Why did you paint the white flowers pink?


Catch me,
I'm over in the lagoon.
This country was never free.

None of these darts hit the bull in the eye.
Maybe it's time to start writing my will,
This life doesn't seem to be giving me much thrill.

Tuesday, June 18, 2013

Corn Flakes

There is no sunlight in my room,
Just a wind current disturbing my roses,
Kicking up dusty memories into the air.

The pillow smells like cigarettes,
But the cigarettes aren't from me.
The fish in the tank fight.

My fingers shake as I try to open the pill bottle,
Just an unfortunate side effect from this medicine I take.
They don't want me to gobble them up like M&Ms.

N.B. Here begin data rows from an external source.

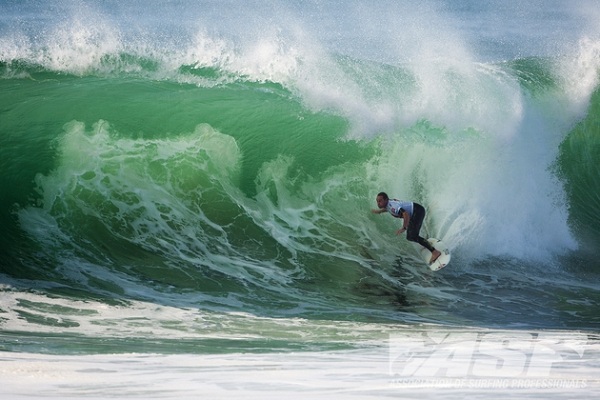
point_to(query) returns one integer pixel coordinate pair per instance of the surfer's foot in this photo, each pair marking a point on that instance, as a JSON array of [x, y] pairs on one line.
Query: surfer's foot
[[434, 256]]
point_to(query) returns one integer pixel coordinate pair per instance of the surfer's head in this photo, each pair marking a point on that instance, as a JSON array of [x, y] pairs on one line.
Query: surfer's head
[[382, 200]]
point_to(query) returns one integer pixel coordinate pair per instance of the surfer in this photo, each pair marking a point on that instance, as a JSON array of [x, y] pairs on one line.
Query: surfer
[[413, 215]]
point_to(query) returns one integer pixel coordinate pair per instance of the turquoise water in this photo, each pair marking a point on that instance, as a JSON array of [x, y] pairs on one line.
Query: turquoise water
[[197, 177]]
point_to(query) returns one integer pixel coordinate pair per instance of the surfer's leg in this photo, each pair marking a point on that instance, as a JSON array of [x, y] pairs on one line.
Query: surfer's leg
[[414, 227]]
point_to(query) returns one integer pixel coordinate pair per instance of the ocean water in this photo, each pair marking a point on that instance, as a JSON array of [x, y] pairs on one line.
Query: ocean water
[[187, 185]]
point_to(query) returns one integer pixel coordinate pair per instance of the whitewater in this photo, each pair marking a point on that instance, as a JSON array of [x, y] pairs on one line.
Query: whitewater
[[187, 185]]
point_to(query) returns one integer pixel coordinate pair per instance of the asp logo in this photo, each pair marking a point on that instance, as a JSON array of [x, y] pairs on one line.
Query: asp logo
[[481, 355]]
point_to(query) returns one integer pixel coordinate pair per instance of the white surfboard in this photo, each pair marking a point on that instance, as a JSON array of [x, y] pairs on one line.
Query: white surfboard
[[442, 260]]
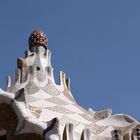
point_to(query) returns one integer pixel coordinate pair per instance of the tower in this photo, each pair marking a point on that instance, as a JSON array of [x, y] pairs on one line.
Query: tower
[[35, 107]]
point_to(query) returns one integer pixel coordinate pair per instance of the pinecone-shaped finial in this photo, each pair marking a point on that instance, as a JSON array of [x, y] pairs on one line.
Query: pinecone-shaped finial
[[38, 38]]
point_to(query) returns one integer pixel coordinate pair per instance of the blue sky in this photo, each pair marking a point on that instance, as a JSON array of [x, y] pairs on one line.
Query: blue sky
[[95, 42]]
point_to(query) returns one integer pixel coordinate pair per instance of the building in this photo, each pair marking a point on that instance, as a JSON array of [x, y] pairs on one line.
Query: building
[[34, 107]]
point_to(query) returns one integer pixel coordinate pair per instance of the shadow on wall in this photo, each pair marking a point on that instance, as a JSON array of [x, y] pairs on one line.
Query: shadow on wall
[[8, 125]]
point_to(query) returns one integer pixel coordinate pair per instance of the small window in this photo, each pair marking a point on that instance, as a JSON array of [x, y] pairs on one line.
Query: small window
[[3, 134]]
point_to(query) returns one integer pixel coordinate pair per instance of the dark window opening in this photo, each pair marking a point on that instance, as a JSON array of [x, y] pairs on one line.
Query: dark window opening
[[3, 134]]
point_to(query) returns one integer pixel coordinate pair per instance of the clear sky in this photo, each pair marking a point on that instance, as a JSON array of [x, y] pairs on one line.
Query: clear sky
[[95, 42]]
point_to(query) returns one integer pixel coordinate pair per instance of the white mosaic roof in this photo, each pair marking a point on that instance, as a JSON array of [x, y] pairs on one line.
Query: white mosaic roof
[[49, 109]]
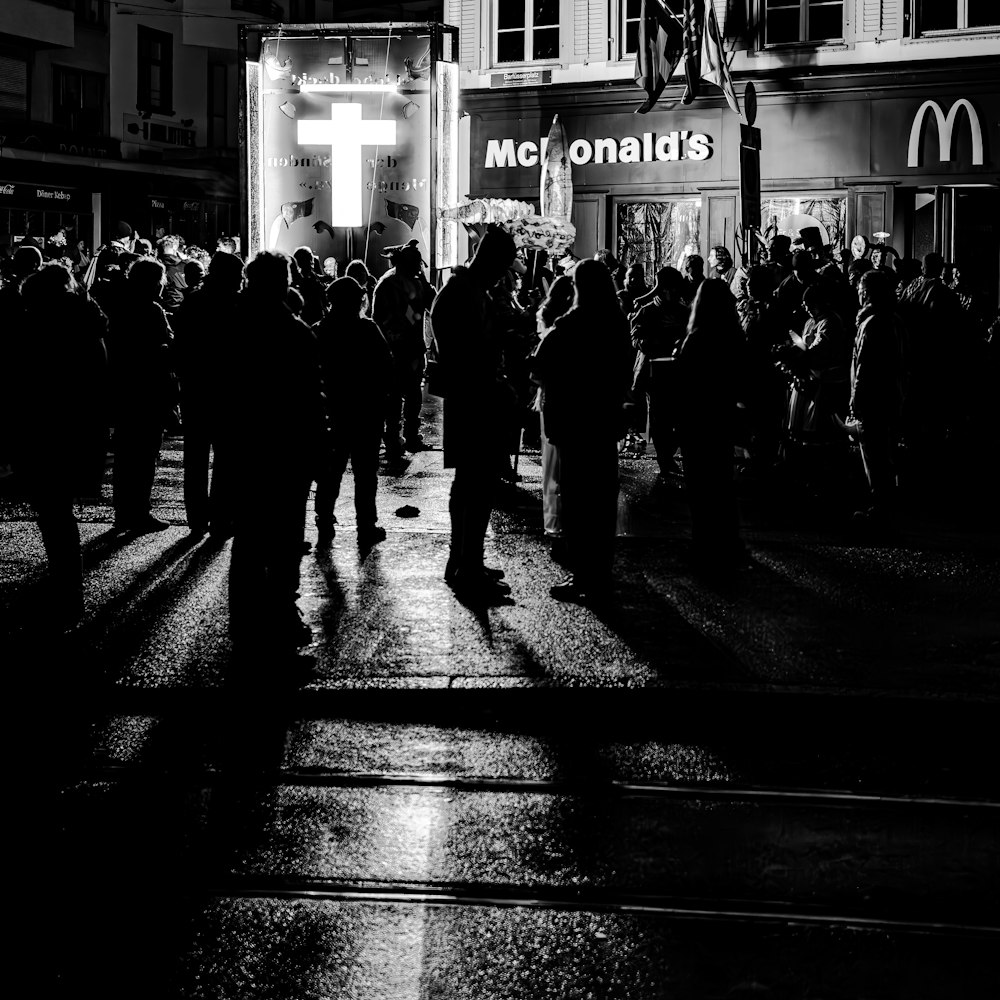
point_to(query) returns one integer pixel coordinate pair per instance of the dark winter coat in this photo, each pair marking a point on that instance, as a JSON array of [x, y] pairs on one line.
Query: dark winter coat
[[584, 367], [273, 405], [357, 369], [877, 368], [143, 384], [467, 345]]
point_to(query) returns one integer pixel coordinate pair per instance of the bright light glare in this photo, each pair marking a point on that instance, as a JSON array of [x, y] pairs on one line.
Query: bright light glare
[[345, 133]]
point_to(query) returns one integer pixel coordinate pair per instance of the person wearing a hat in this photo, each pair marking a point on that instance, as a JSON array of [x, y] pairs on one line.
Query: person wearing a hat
[[465, 335], [721, 267], [401, 298], [658, 324], [789, 293]]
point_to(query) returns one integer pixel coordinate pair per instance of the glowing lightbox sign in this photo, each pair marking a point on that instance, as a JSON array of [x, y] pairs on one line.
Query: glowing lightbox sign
[[346, 126]]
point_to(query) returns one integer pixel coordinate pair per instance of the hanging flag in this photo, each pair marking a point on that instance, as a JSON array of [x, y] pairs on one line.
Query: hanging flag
[[659, 52], [691, 49], [714, 67]]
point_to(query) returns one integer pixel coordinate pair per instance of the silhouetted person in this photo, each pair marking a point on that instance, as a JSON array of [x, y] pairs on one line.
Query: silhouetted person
[[468, 353], [308, 284], [583, 366], [634, 288], [357, 368], [57, 398], [877, 392], [694, 275], [143, 391], [558, 301], [658, 326], [276, 418], [766, 390], [205, 345], [400, 300], [173, 263], [358, 270], [710, 362]]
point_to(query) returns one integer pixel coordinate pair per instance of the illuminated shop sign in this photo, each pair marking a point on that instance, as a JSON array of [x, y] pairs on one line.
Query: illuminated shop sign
[[650, 147], [945, 130], [344, 161]]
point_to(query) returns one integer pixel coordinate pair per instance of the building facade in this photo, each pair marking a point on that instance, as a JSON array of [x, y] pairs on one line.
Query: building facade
[[111, 111], [876, 116]]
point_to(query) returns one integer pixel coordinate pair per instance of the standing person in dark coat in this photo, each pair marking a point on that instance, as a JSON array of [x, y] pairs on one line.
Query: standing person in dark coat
[[143, 391], [658, 326], [877, 390], [204, 349], [583, 365], [275, 377], [401, 298], [710, 360], [468, 353], [173, 263], [56, 406], [357, 361]]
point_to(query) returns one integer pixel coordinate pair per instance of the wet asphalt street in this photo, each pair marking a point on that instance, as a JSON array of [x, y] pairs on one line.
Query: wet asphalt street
[[780, 786]]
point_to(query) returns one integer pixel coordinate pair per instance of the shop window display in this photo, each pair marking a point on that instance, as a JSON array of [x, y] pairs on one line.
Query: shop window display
[[791, 21], [526, 30], [956, 15], [790, 214], [658, 234]]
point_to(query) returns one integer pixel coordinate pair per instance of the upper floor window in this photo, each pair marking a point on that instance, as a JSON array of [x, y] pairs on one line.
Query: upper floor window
[[789, 21], [955, 15], [91, 12], [155, 71], [78, 100], [527, 30], [631, 16], [13, 87], [302, 11]]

 What does it mean when crooks take pity on me?

Katy Perry and the U-Version of the Bible fight for air time,
As I think of new ways to paint my nails,
And ponder if there is actually someone in the world who died alone.

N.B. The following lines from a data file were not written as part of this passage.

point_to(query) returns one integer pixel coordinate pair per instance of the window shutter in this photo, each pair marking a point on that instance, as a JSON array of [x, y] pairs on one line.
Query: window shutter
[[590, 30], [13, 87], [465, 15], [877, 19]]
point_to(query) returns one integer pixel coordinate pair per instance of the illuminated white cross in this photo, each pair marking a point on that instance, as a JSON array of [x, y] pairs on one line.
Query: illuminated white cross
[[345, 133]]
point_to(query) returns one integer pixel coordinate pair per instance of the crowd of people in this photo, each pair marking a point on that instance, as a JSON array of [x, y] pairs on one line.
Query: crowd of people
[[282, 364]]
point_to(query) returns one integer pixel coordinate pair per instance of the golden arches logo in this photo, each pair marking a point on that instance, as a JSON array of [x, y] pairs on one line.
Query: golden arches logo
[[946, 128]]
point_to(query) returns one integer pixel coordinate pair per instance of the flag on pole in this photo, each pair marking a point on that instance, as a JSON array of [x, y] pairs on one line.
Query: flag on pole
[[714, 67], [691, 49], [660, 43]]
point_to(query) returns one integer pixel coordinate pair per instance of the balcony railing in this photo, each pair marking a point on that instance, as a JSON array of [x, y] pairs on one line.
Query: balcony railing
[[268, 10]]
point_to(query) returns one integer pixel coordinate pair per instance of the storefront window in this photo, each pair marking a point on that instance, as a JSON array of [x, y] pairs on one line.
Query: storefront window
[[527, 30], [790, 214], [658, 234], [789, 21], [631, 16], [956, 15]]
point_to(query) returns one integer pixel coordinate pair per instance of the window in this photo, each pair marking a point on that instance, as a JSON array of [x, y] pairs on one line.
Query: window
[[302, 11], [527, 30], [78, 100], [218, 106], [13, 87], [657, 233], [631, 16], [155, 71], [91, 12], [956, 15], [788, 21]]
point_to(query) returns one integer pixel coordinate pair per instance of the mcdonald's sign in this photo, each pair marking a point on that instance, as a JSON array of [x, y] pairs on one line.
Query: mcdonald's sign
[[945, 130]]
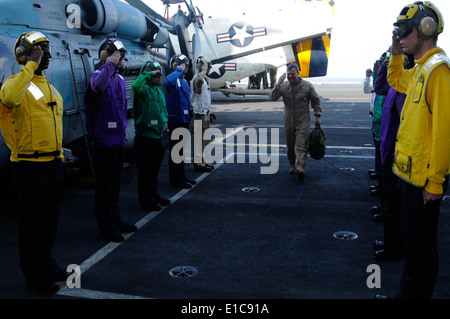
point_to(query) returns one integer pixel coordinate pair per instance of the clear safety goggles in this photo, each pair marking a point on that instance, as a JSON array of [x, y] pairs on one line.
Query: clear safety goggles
[[403, 28]]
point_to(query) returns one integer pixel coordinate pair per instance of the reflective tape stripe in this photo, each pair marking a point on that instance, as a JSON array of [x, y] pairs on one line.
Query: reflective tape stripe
[[35, 91]]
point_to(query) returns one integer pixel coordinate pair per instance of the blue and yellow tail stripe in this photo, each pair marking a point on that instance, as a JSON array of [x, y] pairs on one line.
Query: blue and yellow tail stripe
[[312, 56]]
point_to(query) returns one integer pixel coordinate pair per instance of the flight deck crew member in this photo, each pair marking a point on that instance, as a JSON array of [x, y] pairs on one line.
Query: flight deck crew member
[[150, 118], [105, 107], [422, 150], [201, 109], [178, 101], [31, 124], [297, 94]]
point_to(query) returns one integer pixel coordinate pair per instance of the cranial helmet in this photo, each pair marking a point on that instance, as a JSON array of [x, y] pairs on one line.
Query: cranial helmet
[[25, 43], [177, 60], [109, 46], [425, 16], [201, 60]]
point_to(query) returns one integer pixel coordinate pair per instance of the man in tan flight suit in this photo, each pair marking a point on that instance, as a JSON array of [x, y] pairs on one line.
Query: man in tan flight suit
[[297, 93]]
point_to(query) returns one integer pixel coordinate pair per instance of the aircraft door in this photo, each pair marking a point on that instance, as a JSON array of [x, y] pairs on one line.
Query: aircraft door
[[77, 69]]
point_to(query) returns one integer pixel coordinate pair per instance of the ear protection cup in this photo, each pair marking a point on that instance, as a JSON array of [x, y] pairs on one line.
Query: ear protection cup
[[427, 27], [21, 54], [104, 55]]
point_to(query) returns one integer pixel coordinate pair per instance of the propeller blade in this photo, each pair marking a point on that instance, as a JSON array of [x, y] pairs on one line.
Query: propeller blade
[[197, 45], [138, 4]]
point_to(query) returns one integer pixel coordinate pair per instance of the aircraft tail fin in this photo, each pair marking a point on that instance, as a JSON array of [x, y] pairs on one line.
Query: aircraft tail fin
[[312, 56]]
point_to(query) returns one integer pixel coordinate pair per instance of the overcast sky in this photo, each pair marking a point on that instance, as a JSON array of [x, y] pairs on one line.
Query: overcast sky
[[361, 33]]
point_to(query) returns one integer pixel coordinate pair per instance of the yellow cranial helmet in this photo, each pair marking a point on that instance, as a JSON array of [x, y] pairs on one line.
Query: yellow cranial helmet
[[25, 43], [423, 15]]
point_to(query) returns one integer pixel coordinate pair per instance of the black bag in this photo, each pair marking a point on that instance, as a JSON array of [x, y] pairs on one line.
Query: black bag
[[317, 143]]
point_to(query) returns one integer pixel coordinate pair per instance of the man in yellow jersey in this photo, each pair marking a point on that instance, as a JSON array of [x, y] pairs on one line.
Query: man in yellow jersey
[[31, 123], [422, 150]]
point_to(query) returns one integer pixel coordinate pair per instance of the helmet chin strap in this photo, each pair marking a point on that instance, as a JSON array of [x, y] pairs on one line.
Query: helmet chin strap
[[419, 45]]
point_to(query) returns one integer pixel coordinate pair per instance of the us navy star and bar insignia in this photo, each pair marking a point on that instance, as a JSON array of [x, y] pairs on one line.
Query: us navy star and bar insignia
[[241, 34]]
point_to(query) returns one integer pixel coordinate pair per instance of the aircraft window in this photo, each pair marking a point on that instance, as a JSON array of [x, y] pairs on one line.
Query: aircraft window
[[6, 60]]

I don't like the way she calls you, "Mike."
There's a beautiful fire in my heart.
Hey Diddle Diddle, you can't solve this riddle.

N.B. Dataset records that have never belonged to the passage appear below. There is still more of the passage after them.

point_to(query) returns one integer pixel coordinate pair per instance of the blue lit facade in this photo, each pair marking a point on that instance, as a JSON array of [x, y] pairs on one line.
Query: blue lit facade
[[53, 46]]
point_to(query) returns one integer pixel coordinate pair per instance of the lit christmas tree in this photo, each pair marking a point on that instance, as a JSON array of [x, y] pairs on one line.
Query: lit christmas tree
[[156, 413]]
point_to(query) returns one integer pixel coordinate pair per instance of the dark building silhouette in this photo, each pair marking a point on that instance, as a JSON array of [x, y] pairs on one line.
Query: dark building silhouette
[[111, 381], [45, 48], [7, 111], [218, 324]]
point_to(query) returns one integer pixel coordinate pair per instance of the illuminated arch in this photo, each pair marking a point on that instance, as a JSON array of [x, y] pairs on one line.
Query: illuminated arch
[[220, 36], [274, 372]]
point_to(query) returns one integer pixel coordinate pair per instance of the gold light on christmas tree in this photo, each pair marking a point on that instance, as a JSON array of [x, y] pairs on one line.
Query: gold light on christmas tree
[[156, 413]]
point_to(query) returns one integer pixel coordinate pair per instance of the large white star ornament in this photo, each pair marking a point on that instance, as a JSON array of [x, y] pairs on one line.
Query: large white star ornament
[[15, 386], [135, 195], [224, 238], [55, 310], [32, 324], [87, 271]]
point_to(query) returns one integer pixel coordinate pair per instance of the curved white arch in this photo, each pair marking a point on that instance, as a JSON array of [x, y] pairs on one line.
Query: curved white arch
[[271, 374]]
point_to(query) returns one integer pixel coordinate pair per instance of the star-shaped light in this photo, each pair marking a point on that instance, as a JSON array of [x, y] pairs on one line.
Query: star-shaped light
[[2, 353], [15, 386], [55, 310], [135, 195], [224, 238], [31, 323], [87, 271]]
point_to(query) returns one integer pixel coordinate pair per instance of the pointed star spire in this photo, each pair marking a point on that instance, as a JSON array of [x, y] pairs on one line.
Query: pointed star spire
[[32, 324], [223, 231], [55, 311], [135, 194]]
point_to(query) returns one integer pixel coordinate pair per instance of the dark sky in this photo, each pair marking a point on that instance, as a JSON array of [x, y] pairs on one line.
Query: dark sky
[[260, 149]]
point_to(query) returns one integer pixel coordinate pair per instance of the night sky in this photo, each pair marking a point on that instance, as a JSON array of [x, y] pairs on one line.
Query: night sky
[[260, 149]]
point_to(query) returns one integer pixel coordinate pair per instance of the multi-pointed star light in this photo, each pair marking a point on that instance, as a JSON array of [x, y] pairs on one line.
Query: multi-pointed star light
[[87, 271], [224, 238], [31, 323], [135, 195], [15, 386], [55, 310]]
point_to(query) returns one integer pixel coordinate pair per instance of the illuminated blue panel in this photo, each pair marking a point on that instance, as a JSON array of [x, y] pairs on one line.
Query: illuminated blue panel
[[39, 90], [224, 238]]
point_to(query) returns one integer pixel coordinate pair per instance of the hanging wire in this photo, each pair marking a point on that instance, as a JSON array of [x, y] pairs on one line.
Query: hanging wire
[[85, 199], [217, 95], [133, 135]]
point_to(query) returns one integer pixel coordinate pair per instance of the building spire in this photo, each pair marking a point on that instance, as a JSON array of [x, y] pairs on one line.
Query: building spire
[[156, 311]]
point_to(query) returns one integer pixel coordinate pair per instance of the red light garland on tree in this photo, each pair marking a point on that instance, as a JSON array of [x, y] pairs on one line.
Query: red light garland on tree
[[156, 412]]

Mom's been hooked on bills,
Sister's looking for time to kill.
We all stay home, but no one is ever around.

Babies cry tears for you,
As the mothers whisper in the dark.
I can't find any batteries inside the kitchen drawer. 


Monday, June 17, 2013

Composite Sketches

Let us cuddle up,
And watch Disney movies.
Kiss me like I'm Cinderella,
A Cinderella that is always on the military move.

What's it like?
Going to a school where you can never see the sky?
Does the thought of being snowed in with each other,
Ever make you cry?

Love big,
Even though you aren't very tall.
He's you're protector,
But don't put up a wall.

Sit in silence.
But only with me.
Listen to the nothingness,
Because it means everything you see..

J'aime danser.
That means that
I love to...
Dance.

Dance into my heart,
But don't let me fall.
If he forgets the steps just remember,
A dancer always knows how to stall.





A record player plays,
As three girls lay down on the bed,
Two on the floor.
It was a time of innocence with Simon and Garfunkle..

A boy walks in,
But he makes no sound.
It's pretty obvious to see,
That no one knows what to do when he is around.

So long to me.
I am only missing you.
I trace the edges of my hips,
Trying to remember where I once had that tattoo.

Let me take the fall,
The footsteps grow nearer as I curl into a ball.
Everything is how it is supposed to be.
I lay back and think of Destiny.

An engine cuts,
As a rock hits the second floor windowpane.
Lately things seem calmer,
I've lost the hateful distant way.

My memories:

That's
            all.
                        That's
                                  left,
                                          Of
                                               You.